This blog is about what to expect at the workshops.

First of all, please bring your own painting gear, including a pad of canvas paper, Or 6-10 extra canvas boards or used canvases. The point will be to practice so we’ll be doing a lot of painting. I suggest 11″ x 14″, up to 16″ x 20″, especially if you’re using the canvas paper or boards, but of course bring a size you’re comfortable with.

I will supply coffee and light snacks (not to be confused with lunch).

The Saturday will begin with a talk/lecture about the subjects of the workshop, explaining the things to practice to become proficient at each, and giving demonstrations.

Then we’ll practice. I will have a still-life set up, chosen to illustrate the lesson, and for those who can’t stand the idea of another still-life, I’ll have alternate sources available.

At some point in here we’ll have lunch. There are places nearby to pick up something or bring your own.

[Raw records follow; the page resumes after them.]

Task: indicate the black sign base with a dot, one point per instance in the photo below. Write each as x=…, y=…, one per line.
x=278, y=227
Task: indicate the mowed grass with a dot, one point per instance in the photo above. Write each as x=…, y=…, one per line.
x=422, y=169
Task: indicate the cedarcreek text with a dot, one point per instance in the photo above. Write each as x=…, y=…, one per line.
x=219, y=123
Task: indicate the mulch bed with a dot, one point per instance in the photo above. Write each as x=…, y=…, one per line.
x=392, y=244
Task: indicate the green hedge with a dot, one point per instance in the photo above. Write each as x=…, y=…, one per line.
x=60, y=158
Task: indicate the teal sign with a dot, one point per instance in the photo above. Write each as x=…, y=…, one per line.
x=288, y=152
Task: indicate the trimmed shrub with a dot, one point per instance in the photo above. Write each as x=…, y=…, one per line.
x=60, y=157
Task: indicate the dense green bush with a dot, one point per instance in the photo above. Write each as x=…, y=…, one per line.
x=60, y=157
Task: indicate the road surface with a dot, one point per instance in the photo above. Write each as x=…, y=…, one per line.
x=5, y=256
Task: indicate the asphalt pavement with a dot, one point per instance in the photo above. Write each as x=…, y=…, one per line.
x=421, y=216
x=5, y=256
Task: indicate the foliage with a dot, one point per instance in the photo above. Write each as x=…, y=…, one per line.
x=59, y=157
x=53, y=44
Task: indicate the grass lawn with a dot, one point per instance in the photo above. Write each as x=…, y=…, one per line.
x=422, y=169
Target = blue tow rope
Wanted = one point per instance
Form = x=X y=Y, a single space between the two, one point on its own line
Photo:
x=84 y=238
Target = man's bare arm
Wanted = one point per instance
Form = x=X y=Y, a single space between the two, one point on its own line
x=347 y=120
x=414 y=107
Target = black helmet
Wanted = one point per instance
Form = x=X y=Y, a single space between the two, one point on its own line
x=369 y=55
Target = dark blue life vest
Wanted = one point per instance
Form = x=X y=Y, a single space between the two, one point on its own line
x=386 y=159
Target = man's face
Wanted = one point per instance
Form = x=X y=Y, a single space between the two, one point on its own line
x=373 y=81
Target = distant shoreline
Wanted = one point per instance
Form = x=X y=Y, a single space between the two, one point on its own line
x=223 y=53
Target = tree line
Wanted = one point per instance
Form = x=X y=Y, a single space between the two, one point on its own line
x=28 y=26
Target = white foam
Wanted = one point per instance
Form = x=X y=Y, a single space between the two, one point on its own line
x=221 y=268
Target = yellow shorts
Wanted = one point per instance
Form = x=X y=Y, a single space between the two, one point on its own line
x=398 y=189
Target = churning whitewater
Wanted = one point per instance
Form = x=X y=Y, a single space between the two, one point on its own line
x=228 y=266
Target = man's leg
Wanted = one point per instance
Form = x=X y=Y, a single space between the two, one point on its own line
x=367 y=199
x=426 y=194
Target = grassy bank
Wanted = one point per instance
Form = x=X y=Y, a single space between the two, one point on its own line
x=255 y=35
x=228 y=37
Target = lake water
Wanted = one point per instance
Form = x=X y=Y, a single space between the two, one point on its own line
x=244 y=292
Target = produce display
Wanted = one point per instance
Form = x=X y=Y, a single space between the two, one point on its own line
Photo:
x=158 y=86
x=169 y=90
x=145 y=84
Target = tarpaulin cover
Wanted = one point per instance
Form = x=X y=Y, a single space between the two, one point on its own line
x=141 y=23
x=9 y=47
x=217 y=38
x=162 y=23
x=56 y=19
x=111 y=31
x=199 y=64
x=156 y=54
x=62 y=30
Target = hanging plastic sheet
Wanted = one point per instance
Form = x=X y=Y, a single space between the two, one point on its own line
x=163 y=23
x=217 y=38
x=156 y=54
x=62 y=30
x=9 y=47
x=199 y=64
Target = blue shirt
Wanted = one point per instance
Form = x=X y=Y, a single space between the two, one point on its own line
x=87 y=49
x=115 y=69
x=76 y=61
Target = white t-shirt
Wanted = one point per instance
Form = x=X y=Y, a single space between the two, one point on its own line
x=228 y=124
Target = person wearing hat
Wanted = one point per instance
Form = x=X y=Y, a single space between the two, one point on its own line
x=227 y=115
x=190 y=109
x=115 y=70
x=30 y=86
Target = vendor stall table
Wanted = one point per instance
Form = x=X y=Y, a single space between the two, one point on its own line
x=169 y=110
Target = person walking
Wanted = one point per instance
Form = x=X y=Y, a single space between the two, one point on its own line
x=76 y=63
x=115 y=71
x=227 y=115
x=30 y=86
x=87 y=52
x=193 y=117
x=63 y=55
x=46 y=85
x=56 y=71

The rest of the day will be spent going over the lessons, so that by the end of the day you’ll understand more of the how-to of painting. Repetition, repetition, repetition is the path to muscle memory, which allows the artist to paint without having to think about every stroke.

The Sunday of the workshops will be spent either continuing what you painted the previous day or work on a project using the lessons of the workshop.

To register for a workshop please use the comment section below. Be sure to include the dates you’re interested in.

Here are the workshops outlined in more depth:

Workshop 1: April 27-28

Shapes into Forms: Learning to see shapes (2D) and develop them into forms (3D) and

Blending and Shading: how the light hits a form and describes it.

The essentials of painting are recognizing and describing simple shapes, as they not only describe objects but also move the viewer’s eye through the painting- that is composition. Solid forms are made from simple shapes by adding a light source and shading. Complex forms are made by combining simple forms, and overlapping forms creates palpable space. The essentials of painting are recognizing and describing simple shapes, as they not only describe objects but also move the viewer’s eye through the painting- that is composition. Solid forms are made from simple shapes by adding a light source and shading.

Complex forms are made by combining simple forms, and overlapping forms creates palpable space. Learning how to simplify what you’re looking at is crucial. From there you can organize the elements that make up the image.

Workshop 2. Composition: May 4-5

How to get people to stop, look, and stay longer.

You could it “the art of manipulation.” Large directional lines and variety in the intersections of shapes direct the viewer’s eye through your painting. Using examples from art history, posters and cartoons, we’ll look into how.

Workshop 3. Fabrics and Drapery: May 11-12

Using lessons from Shapes into Forms, we’ll learn about a specific case on how to use cylinders, mostly, to create a soft flowing form and how it bends and changes direction. In order to further describe different fabrics, we’ll touch upon painting textures, which is all about which brushes to use, how to handle the brush, and the viscosity of the paint.

Workshop 4. Reflections:May 18-19

Glass, water and chrome are the most obvious examples of reflections, which are defined by, in a word: fluidity. Most of the lines we draw signify edges in the physical world, with the exception of reflections (and shadows), which remain 2D. The shapes in reflections exist side by side rather than overlapping. Lessons learned: wet into wet brush technique, seeing shapes,

Workshop 5. The Art of Copying: June 1-2

Evert artist in every discipline learns by copying, so we may as well do it right. When we copy a painting we’re also copying the painter, in that we try to paint not just what the painting looks like, and not just how they painted. Of course the intention is to learn to paint by emulating their brushstrokes and style, but a secondary intention is to unlock secrets about how the artist made the choices they did: What did they emphasize, how, and why?

For reference on stealing from artists you admire, Google John Cleese and read “Steal Like An Artist” by Austin Kleon.